Ratu Peni Tagive (born 3 October 1988) is an Australian former professional rugby league footballer who played for the Sydney Roosters in the Australian National Rugby League (NRL) competition. Tagive primarily played on the . Although a large winger, Tagive was a speedy athlete, recording 6.79 seconds over 60 metres. Tagive's parents are Fijian and African-American.

He is the older brother of rugby league & union player Ratu Tagive.

==Early life==
Tagive was born in Campbelltown, New South Wales. Tagive played junior football with the East Campbelltown Eagles. He played S.G.Ball and Jersey Flegg for Western Suburbs Magpies before selection on the undefeated 2006 Australian Schoolboy tour alongside Tiger's teammate Chris Lawrence. Tagive was side-lined during 2007 following a shoulder reconstruction.

==Rugby League career==
Tagive made his first-grade debut in round 1 of the 2008 season, playing for Wests Tigers against St George Illawarra Dragons.

Tagive was named in the Fiji training squad for the 2008 Rugby League World Cup, but was not selected to play.

In July, 2009 it was announced that Tagive had signed with the Dragons for two years from 2010 onwards. In his first trial match for the Dragons, he suffered an injury to his knee that was to rule him out for the season. By the time Tagive made his debut for his new club, in round 9 of 2011, he had undergone 5 major surgeries, including 2 shoulder reconstructions.

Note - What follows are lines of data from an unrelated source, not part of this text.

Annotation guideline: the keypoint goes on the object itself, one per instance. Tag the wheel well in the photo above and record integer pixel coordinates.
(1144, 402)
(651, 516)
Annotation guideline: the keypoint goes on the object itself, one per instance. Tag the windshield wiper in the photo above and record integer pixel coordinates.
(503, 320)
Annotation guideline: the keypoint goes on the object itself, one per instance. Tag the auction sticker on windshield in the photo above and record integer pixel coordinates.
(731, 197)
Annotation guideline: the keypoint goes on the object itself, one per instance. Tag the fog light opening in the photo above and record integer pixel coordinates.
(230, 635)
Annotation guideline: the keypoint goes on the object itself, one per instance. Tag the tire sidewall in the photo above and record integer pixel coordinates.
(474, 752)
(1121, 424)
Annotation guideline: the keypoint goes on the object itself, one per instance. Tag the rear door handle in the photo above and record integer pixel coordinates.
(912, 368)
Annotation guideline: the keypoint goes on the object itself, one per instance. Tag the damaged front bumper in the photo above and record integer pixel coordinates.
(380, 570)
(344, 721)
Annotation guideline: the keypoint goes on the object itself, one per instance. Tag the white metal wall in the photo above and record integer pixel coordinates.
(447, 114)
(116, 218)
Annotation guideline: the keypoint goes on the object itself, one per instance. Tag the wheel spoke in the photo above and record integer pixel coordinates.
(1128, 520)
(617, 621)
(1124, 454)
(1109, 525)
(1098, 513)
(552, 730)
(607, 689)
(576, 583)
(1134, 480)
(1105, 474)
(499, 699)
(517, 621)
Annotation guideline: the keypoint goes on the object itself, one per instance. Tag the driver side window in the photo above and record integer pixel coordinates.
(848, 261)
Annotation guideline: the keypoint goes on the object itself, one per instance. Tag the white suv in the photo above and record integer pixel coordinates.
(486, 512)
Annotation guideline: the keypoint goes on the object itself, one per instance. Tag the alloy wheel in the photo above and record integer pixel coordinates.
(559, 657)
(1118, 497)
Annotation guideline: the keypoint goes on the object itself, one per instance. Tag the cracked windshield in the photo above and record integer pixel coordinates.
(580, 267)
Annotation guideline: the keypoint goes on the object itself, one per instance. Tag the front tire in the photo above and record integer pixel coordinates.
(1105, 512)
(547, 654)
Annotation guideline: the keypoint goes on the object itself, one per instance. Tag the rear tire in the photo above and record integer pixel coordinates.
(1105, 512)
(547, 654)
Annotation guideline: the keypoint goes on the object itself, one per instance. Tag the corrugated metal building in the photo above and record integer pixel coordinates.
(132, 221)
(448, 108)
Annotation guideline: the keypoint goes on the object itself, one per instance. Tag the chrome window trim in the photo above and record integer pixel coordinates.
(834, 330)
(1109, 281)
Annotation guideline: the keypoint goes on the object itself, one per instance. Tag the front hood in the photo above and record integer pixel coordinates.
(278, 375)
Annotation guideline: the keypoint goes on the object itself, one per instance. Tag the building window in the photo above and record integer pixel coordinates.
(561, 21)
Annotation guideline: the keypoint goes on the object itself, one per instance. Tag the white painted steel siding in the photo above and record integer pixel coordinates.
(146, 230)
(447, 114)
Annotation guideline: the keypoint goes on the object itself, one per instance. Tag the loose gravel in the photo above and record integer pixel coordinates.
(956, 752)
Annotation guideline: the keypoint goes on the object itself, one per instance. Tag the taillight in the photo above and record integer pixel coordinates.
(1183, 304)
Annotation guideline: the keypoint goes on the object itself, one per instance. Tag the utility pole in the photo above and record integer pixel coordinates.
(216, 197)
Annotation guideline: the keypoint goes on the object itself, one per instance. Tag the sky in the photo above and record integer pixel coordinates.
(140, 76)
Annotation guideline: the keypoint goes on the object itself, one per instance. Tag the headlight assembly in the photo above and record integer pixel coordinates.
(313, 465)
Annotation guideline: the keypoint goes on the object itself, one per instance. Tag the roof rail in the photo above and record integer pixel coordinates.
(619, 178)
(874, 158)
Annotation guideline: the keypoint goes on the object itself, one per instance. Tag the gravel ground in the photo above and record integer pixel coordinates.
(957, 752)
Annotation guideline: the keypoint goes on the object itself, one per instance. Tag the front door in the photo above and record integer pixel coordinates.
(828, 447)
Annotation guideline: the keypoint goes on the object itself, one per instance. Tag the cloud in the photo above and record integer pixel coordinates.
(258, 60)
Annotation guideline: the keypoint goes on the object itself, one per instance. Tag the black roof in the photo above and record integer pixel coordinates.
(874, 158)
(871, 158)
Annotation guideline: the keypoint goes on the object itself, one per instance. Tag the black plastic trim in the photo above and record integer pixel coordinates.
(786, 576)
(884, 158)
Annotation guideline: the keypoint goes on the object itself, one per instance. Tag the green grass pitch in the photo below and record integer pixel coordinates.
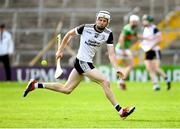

It was revealed on 3 August 2011 that Tagive had signed a two-year deal with the Sydney Roosters after the Dragons had released him from the final year of his contract. He played five games in first grade, for one win, in the middle of the 2012 season before injuring his hamstring. He ended the year playing for feeder team Newtown Jets that won the NSW Cup grand final.

At the end of 2012, Tagive retired, stating a desire to focus on his studies. "I want to thank everyone at the club for their support through the year and for supporting the decision I have made for my future, as I look ahead to life after footy," he said.

==American football==
Tagive later moved to the United States to play collegiate American football at Baylor University. He was a defensive-end for the Baylor Bears.

==Rugby Union==
Since returning to Australia, he has been playing rugby union for Wests in Canberra. In August 2015, he was named in the Canberra Vikings for the 2015 National Rugby Championship.